The screen test with Page and Torn (included on the dvd) was fascinating too as they do the terrific phone scene - they were of course married. I will now have to go back to Tessessee's SUMMER AND SMOKE with Page as Alma, and of course one could never forget her stunning moments in INTERIORS, and will be catching her role in that HAPPIEST MILLIONAIRE soon ... SWEET BIRD may be by Tennessee, but was "written for the screen" and directed by Richard Brooks, (how could he have been happy with this false ending imposed on the play?) and who helmed those other 'important' literary translations like Lewis's ELMER GANTRY, Tennessee's CAT ON A HOT TIN ROOF, Dostoevsky's THE BROTHERS KARAMAZOV and went on to Capote's IN COLD BLOOD. I liked his early 1954 THE LAST TIME I SAW PARIS when he tacked F Scott Fitzgerald, with the impossibly beautiful Elizabeth Taylor, Geraldine Page (1924-1987) here though is a whole fireworks display, and transforms herself into another stunning beauty - like Julie Harris or Kim Stanley she was one of America's greatest stage actresses who was also a movie star. SWEET BIRD may not be the best Williams, but is certainly a compendium of his themes, as like Arthur Miller and William Inge he returns to the same subjects time and time again and creates that recognisable Williams universe.
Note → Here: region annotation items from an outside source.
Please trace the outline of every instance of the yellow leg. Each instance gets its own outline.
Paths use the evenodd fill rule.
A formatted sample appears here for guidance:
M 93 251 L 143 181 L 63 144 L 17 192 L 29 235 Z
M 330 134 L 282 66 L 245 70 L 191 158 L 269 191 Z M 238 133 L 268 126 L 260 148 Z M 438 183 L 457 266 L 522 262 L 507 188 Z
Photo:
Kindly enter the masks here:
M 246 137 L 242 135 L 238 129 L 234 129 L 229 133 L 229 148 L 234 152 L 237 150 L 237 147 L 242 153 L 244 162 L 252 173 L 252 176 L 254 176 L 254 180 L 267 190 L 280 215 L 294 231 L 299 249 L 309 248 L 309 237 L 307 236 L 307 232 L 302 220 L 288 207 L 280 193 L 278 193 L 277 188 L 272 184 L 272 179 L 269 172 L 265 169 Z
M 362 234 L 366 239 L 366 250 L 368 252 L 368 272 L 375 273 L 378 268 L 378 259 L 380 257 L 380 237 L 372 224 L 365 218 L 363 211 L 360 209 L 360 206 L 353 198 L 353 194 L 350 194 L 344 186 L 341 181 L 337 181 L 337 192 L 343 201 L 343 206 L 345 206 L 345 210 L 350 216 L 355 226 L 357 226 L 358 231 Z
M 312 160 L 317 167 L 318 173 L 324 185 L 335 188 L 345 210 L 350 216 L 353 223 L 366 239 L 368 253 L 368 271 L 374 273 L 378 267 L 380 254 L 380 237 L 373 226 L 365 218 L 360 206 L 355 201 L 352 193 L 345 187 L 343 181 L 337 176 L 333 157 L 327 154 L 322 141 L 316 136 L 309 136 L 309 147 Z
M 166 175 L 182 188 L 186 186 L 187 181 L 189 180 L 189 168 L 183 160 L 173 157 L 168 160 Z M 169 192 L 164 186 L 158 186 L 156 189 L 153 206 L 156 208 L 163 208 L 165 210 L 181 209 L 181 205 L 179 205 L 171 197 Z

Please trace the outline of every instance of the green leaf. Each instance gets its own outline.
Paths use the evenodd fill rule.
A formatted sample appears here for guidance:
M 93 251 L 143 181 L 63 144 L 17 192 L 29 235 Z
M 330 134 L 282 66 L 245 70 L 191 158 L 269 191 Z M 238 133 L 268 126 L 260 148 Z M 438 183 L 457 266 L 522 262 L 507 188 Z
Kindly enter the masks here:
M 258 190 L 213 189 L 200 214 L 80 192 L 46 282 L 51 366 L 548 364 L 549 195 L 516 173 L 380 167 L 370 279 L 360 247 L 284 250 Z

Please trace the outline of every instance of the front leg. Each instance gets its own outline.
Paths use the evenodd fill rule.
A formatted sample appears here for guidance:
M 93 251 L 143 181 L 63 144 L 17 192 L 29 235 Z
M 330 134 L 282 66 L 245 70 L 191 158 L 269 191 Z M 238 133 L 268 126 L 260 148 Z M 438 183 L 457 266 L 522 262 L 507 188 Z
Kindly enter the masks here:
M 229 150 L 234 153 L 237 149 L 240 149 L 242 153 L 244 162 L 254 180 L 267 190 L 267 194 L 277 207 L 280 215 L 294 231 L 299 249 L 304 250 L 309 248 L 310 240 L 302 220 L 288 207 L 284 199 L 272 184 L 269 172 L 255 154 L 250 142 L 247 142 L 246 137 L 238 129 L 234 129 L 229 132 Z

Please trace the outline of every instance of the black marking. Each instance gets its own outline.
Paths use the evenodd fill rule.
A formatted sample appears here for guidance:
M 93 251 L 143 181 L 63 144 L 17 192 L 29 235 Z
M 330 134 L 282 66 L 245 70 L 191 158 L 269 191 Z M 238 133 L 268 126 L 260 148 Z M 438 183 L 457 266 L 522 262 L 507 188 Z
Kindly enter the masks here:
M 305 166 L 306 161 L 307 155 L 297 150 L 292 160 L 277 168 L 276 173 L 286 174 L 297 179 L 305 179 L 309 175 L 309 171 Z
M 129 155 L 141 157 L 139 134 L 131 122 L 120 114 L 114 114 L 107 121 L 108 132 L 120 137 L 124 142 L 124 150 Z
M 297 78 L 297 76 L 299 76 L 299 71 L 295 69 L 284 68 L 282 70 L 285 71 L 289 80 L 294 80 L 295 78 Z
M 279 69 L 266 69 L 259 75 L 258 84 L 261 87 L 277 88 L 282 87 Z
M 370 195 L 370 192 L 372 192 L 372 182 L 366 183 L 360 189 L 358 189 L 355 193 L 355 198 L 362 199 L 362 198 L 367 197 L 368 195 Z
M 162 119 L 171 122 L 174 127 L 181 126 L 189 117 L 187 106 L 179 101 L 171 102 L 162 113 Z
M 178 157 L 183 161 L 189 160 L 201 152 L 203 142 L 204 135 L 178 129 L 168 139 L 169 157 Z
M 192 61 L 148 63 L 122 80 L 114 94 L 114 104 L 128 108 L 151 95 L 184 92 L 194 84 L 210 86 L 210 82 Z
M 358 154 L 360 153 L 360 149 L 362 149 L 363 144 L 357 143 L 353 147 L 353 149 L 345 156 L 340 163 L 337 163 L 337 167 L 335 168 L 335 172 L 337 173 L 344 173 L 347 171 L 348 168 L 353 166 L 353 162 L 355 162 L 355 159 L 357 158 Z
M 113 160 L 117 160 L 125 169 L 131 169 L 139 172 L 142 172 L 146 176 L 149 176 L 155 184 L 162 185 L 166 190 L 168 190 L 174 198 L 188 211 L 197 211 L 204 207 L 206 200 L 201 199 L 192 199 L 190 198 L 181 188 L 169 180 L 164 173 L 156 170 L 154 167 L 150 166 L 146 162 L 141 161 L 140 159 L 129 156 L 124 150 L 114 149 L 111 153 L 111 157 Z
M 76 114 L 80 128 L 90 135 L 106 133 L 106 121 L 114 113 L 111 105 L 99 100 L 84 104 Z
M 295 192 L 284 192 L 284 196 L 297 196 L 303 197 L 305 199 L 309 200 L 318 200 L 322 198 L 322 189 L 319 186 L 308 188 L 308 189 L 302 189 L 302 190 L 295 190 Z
1962 might have been the best Actress line-up ever - I had Remick as
my personal favourite, but now it could well be Page - and with Davis
and Hepburn and Bancroft also in the mix, one could almost make it a
5-way win ! SWEET BIRD OF YOUTH was the Williams I did not really know, so its been good to finally see it, it is of course one of the great American dramas, and is currently enjoying a successful revival in London, with Kim Cattrall as 'The Princess'. It might be good to see the play as originally intended ....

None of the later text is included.